Je viens de lire ce tweet de Sam Sheppard :

Saying « Why are you depressed? Your life is great. » is like saying « What do you mean you have asthma? There is plenty of air in here. »

En français :

Dire « Pourquoi es-tu déprimé, la vie est belle. » c’est comme dire « Comment ça tu as de l’asthme ? Il y a plein d’air partout. »

Pour moi ça révèle un manque d’empathie, une incapacité à se mettre dans le peau de l’autre.

J’adhère parfaitement à ce propos, et pourtant j’ai déjà été coupable de ce genre de remarque.
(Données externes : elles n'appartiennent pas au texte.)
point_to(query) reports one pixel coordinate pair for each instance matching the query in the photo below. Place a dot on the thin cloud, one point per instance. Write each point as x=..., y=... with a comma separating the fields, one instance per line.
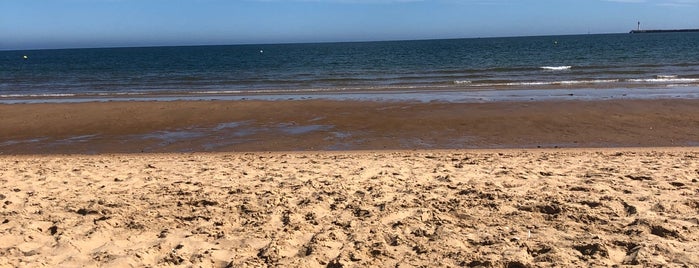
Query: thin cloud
x=668, y=3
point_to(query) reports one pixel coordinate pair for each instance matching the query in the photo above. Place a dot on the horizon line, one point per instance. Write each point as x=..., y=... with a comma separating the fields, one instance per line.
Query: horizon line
x=303, y=42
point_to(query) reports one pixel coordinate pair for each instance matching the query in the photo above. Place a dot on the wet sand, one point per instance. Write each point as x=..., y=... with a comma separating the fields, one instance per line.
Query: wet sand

J’ai déjà dit des choses similaires à un de mes enfants lorsqu’il éclatait de colère et disait que je ne pouvais pas comprendre à quel point sa vie est difficile et que ses problèmes sont durs à gérer.

C’était un moment de colère partagé, où ma capacité à écouter véritablement mon enfant n’était pas à son comble. Nous communiquions à des niveaux différents. Je n’entendais pas l’expression de son ressenti, je voulais juste arrêter cette crise et être obéi.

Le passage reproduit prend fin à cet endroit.